In traditional approaches, both human users and machines authenticate using some form of credentials like passwords or API keys/secrets. However, these methods expose a risk as they may be compromised by malicious actors. Regular rotation and updating the source of truth for these credentials can also become cumbersome in shared systems where multiple team members are involved.

OIDC Concepts and Roles

Client: A machine that requires authorized access to a resource server. This could be a mobile app, web application, or any other software that needs to interact with protected resources.

Resource Server: The machine providing the resource(s) the client needs.

Authenticator (usually Resource Server itself): A machine responsible for authenticating clients, verifying their legitimacy, and issuing temporary access tokens for authorized requests.

Identity: The client needs to be able to identify itself as an entity to the server, and the server should be able to validate that the client is indeed who they said they are.

With these definitions established, I’d like to now attempt to put all of these together.

  • Someone who has the authority first goes and registers the client’s identity on the Authenticator. This is usually the action of a human being and is important. This specific actions is what allows the client to request authentication and authorization. The authorization is granted only to specific resources in the resource server.

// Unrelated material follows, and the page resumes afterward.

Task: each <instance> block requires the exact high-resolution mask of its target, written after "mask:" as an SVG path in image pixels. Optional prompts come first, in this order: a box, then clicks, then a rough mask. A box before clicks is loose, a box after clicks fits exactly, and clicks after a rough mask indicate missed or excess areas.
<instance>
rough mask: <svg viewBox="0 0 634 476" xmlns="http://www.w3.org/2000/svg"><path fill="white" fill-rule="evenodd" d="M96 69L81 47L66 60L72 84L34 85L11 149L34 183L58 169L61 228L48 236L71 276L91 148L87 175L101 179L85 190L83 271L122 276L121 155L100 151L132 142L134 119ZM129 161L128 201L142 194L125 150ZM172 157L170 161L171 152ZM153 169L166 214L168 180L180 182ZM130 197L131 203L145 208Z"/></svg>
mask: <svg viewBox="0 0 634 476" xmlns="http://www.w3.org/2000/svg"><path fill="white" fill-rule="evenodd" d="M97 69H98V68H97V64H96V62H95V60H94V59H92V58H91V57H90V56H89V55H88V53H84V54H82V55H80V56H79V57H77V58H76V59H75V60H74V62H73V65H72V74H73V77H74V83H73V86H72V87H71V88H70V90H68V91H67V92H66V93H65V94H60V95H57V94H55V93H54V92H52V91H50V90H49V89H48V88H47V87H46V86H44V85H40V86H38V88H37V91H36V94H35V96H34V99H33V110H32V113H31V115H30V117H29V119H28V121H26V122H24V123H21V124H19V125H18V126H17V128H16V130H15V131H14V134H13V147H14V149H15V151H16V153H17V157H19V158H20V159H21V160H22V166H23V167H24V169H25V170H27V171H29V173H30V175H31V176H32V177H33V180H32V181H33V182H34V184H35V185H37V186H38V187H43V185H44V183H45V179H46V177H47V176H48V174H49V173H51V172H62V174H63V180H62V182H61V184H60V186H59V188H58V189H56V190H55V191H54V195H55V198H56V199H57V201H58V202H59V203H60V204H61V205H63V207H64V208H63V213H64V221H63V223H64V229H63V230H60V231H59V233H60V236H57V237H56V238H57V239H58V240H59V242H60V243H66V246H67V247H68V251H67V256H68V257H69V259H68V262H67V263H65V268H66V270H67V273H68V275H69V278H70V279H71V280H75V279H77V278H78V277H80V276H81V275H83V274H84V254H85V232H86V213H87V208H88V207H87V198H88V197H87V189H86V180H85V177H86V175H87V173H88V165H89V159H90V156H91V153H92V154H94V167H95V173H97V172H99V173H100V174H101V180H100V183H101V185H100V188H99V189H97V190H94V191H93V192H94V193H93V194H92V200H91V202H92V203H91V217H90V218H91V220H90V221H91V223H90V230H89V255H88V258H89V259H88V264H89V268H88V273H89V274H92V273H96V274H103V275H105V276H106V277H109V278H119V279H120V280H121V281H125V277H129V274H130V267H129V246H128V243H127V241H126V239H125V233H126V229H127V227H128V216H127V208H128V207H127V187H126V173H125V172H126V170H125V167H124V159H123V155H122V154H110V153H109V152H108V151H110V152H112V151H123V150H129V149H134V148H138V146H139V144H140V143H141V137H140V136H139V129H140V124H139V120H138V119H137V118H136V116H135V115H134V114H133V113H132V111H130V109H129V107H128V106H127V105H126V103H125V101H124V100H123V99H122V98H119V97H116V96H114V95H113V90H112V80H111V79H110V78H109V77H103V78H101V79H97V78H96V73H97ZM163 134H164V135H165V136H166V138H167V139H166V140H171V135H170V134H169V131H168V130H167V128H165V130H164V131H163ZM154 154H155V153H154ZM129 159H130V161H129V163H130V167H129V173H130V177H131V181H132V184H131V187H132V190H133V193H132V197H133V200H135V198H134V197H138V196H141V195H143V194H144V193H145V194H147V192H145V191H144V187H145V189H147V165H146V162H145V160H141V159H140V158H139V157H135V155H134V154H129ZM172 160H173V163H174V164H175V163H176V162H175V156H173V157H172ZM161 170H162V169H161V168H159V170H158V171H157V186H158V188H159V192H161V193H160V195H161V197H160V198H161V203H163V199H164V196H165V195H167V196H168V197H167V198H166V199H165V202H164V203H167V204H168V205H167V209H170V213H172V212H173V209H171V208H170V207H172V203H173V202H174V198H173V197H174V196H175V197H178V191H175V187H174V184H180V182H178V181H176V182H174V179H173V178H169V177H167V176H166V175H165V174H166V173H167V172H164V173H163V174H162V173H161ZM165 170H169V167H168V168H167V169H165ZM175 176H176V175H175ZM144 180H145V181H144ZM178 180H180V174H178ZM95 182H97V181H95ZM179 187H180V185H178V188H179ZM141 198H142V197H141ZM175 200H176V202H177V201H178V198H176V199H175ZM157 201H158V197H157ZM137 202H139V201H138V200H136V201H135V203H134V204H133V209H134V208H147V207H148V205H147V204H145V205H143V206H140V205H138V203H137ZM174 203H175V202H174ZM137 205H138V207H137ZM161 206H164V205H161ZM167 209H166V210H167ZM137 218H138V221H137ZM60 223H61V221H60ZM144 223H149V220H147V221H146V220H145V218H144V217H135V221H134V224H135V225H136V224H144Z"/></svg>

It’s not the keys to the kingdom.
  • Client initiates an authentication request to the Authenticator with an identity, requesting access to select resource(s).
  • Authenticator validates the identity, and confirms that the client is indeed allowed to access these resources, and provides temporary access through a token.
  • The client uses the token to make authorized requests to the resource server.
  • The resource server validates and confirms that the token is indeed valid and the resource being requested are authorized through the token.

This is what OIDC is. It’s a pretty powerful system, which seems confusing at first but is quite an elegant solution to the problem of managing credentials, toiling on keeping them up to date etc.